The Word became flesh
And the Word became flesh and dwelt among us…full of grace and truth. (John 1:14, NKJV)
The first Sunday after Christmas is celebrated in the Christian Church as the Sunday of the Incarnation. It celebrates the coming of Jesus in the flesh and brings a deeper theological reflection on the reality of God becoming man than even the Christmas story. With all the attendant commercialisation of the Christmas story, the real message tends to get lost, and so Incarnation Sunday pulls us back to the sober reality of why Jesus came. The only sad reality is that the day is not given the prominence it deserves and may be treated as a “low Sunday” with poor attendance to match.
The passage that is prominently used at this time is John 1:1-18. It is referred to as the prologue to John’s Gospel and is itself a beautiful piece of literature as it is pregnant with theological meaning. At the time when John wrote, the body was regarded as an evil place in which the soul was entombed. The body was corrupt and flesh was despised. So when John wrote that the guiding, creative, dynamic Word became flesh in the person of Jesus Christ, this was a radical departure from the thinking of the day and one which could not be entertained by many in the emerging church. This gave rise to the Docetic heresy which taught that Jesus was just a mere apparition incapable of being touched with the infirmities of men.
But John was not embarrassed to state categorically that in the human Jesus, Emmanuel, God with us, the power which made the world and keeps order in it, the Logos (Reason) behind all that there is, came down to Earth and put on the tent of human flesh. By doing this He does not only illuminate the world with grace and truth but identifies with the existential realities of pain and suffering in the human condition. As William Barclay in his commentary on John’s Prologue notes: “In Jesus we see God living life as he would have lived it had He been a man.” If you want to understand the mind of God, you have to know the mind of Christ. When you see Jesus you see a representation of who God is, as a God of love who is prepared to divest himself of all power and glory and share with us in our weaknesses. Just as John and the early followers of Jesus were not embarrassed against great opposition to assert the incarnation of God in Christ, so must we in the Church today not be embarrassed to assert His humanity in our daily strivings. If the Incarnation means anything at all then it has to mean that God is not far removed from us; as Paul says in Him we live and move and have our being. He is no cosmic potentate riding on clouds of glory.
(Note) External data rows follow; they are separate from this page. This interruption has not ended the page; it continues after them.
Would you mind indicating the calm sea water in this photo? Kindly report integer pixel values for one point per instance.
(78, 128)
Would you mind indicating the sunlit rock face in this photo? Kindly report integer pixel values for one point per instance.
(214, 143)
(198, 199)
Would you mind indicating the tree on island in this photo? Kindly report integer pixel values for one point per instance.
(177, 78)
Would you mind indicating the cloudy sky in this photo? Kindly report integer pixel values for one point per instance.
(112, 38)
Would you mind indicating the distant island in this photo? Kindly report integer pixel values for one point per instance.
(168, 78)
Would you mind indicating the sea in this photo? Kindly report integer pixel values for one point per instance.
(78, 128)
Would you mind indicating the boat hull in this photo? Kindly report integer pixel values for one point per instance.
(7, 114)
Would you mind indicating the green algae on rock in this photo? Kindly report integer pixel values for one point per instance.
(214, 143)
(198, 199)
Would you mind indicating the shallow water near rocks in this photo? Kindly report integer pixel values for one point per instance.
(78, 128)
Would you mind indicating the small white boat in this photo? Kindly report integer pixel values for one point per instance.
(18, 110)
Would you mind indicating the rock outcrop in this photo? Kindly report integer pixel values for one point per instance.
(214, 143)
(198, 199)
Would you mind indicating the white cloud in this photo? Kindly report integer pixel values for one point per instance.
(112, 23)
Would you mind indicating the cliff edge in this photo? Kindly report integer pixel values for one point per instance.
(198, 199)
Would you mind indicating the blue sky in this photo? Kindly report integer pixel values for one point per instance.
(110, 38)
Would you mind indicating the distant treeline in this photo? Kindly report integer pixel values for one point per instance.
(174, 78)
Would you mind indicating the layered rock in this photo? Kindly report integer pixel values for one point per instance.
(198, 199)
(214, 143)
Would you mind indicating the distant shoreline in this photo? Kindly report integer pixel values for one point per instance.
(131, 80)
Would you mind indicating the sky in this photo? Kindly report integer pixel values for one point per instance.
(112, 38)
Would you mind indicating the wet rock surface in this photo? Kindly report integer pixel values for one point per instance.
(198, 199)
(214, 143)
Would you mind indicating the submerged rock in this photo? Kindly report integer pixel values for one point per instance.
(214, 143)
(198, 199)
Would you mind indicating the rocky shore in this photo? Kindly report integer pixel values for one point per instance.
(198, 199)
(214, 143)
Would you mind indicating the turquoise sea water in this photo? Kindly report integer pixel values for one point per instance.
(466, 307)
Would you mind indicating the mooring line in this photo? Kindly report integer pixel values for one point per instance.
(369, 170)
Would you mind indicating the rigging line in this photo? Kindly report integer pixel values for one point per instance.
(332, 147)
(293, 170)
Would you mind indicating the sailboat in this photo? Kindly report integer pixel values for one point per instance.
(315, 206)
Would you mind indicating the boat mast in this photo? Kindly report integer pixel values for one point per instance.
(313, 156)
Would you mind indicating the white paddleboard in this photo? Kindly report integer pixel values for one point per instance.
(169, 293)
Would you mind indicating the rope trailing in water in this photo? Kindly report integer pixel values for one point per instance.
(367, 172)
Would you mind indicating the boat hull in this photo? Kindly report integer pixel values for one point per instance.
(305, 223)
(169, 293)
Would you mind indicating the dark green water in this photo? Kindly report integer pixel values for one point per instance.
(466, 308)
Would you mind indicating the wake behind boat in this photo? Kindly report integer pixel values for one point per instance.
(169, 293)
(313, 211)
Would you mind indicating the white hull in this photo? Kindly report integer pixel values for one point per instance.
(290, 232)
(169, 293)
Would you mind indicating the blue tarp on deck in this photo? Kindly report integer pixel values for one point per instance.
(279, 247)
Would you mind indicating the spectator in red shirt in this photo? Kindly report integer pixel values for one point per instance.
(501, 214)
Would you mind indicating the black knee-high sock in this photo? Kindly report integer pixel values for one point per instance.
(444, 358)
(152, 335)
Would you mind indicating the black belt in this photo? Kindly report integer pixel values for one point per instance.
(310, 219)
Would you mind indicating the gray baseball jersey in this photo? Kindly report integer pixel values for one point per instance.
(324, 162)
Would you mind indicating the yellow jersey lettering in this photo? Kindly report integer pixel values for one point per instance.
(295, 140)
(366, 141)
I know that all of this does not make any sense to the person who is searching for a scientific explanation of the Incarnation. Indeed, no such explanation is possible. It is not enough even to say that this is a mysterious event, if by mystery we believe that it is shrouded in darkness and is not capable of being understood by the human mind. It is mysterious only as a supernatural event that can be apprehended by faith. But there is no mystery to the fact that God cares deeply about us and that He continues to be the powerful, creative dynamic Word which presides over what He has created and whose wisdom is available to the nation and individual that would seek it.